The first season starred Matthew McConaughey and Woody Harrelson, who were both executive producers, as well as Michelle Monaghan, Michael Potts and Tory Kittles. It used multiple timelines to trace the hunt for a serial killer by two Louisiana State Police Criminal Investigations Division homicide detectives over 17 years.

Pizzolatto said he's written two scripts so far that's he's happy with. But he has a message for people who believe rumours about who will be cast in season 2.

"Not a single rumour about casting that has been printed anywhere has any truth to it whatsoever. I've seen entertainment reporters say 'my sources say' and there are no sources. There's me and two other guys and they don't even know what I'm doing," he said.

"We haven't approached anybody yet. When I get back we're going to be meeting with directors and get the casting process into full gear," said Pizzolatto.

"We have four primary POV (point of view) roles we will really need to focus on and once those are in place we'll know the shooting schedule for sure. Right now we're planning to start in the fall."

The newfound attention and success has been a bit difficult for Pizzolatto, who is notoriously reclusive and does his best to avoid any social media.

"I'm pretty hard to actually get a hold of by design," he said.
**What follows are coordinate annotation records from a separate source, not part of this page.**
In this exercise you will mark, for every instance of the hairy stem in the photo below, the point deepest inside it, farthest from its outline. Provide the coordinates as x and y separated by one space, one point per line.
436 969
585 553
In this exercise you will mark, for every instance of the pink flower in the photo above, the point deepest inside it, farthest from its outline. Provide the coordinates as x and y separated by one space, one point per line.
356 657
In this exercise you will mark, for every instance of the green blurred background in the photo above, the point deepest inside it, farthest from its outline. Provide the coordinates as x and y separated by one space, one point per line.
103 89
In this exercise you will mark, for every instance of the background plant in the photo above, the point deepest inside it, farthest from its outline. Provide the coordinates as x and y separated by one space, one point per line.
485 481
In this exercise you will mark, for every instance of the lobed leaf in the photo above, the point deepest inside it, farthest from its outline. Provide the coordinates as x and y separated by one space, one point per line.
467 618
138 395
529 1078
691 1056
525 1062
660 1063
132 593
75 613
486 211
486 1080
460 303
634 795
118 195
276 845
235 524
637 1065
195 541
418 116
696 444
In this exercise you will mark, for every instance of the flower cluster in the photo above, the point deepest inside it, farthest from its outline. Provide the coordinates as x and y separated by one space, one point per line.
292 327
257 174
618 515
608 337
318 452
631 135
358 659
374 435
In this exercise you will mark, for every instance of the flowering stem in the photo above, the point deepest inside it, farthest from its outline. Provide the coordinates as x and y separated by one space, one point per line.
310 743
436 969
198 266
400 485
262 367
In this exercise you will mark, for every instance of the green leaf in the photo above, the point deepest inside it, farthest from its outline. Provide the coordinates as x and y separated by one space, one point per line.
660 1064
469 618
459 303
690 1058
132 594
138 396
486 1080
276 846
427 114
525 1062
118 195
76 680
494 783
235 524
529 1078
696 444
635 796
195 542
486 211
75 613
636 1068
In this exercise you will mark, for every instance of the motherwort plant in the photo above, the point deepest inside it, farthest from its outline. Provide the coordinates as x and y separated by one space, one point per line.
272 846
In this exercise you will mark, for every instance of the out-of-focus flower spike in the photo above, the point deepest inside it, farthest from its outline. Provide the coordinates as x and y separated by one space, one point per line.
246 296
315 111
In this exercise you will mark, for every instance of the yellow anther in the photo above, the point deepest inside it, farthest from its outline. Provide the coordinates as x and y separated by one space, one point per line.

"This has all been very new to me and what I've had to do is just find a distance for myself. We got here by me working in a vacuum towards my own vision for better or worse and then not compromising on it," said Pizzolatto.

"I'm not going to allow that sort of speculation to influence the way I work, and at the same time in order to work the way I work I cannot be engaging total strangers on the Internet to explain my work to them. I even kind of think it denigrates the work a little bit."